I wish I could just wave a wand like Harry Potter and banish the stigma associated with mental illness. While this isn’t likely to happen anytime soon, we might have a new less magical tool for reducing stigma. Researchers from the University of Haifa in Israel, the City University of New York and Indiana University report that they’ve developed a cognitive psychotherapy intervention that effectively reduces self-stigma among people with serious mental illness, thus increasing their self-esteem and quality of life. In short, the new therapy is geared to help people better integrate integrate into society and reduce isolation:

[We] developed what [we] term “Narrative Enhancement Cognitive Behavioral Therapy (NECT)”, which is aimed at giving people with a mental illness the necessary tools to cope with the “invisible ” barrier to social inclusion - self-stigma.

What struck me was how the researchers described the impact of the stigma of mental illness, and how it is not unlike the barriers that physically disabled people have had to confront to be fully participating members of society. They point out that we’ve begun to help disabled people to engage socially through wheel chair accessibility in homes and public buildings, TDDY technology and hearing aids for the hard-of-hearing, and Braille and text-to-voice technology for the visually impaired. Unfortunately, identifying the mechanisms that keep people with mental illness socially isolated has been a lot more difficult.
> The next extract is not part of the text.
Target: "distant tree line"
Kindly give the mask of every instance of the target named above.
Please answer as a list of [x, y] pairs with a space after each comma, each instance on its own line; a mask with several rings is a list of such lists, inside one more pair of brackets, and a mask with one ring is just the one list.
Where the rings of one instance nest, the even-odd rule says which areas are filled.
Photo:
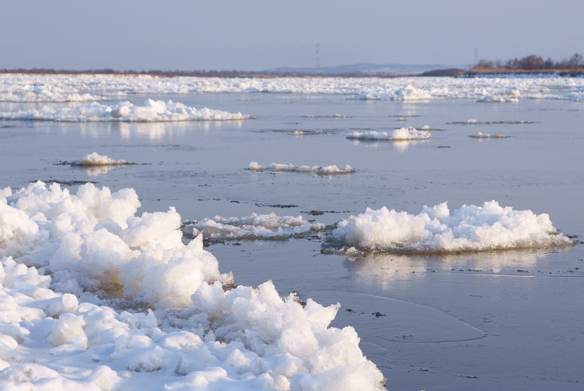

The stigma of mental illness has most certainly affected my education, my career options and my social life, and I know this has also been the case for friends and acquaintances who have milder forms of psychological disorders--though to a lesser degree. Stigma doesn’t slow me down so much anymore. I’ve had some good therapists who have enhanced my resilience, boosted my self-esteem, and strengthened my resolve not to let my illness limit me. I can’t help from wondering sometimes, however, where I would be in my life if stigma (both that imposed on me by society and that which I put on myself) hadn’t been such a powerful force in my younger days.

“Just like wheelchairs and Braille have increased social integration for people with physical handicaps, there is also a need to identify and remove the barriers to community inclusion for people with serious mental illness,” says [David Roe, PhD, from the University of Haifa.]

Much attention has been given to providing accessibility to all facilities intended for the public, in striving to gain equality for people with physical disabilities. But while the obstacles facing the physically challenged can be relatively easily identified, pinpointing the obstacles that persons with a mental illness must overcome is much harder.

Roe and his colleagues have now proved that a therapy can help undo the terrible torment of self-stigma. Now, we’ve just got to eliminate the stigma that comes from outside ourselves.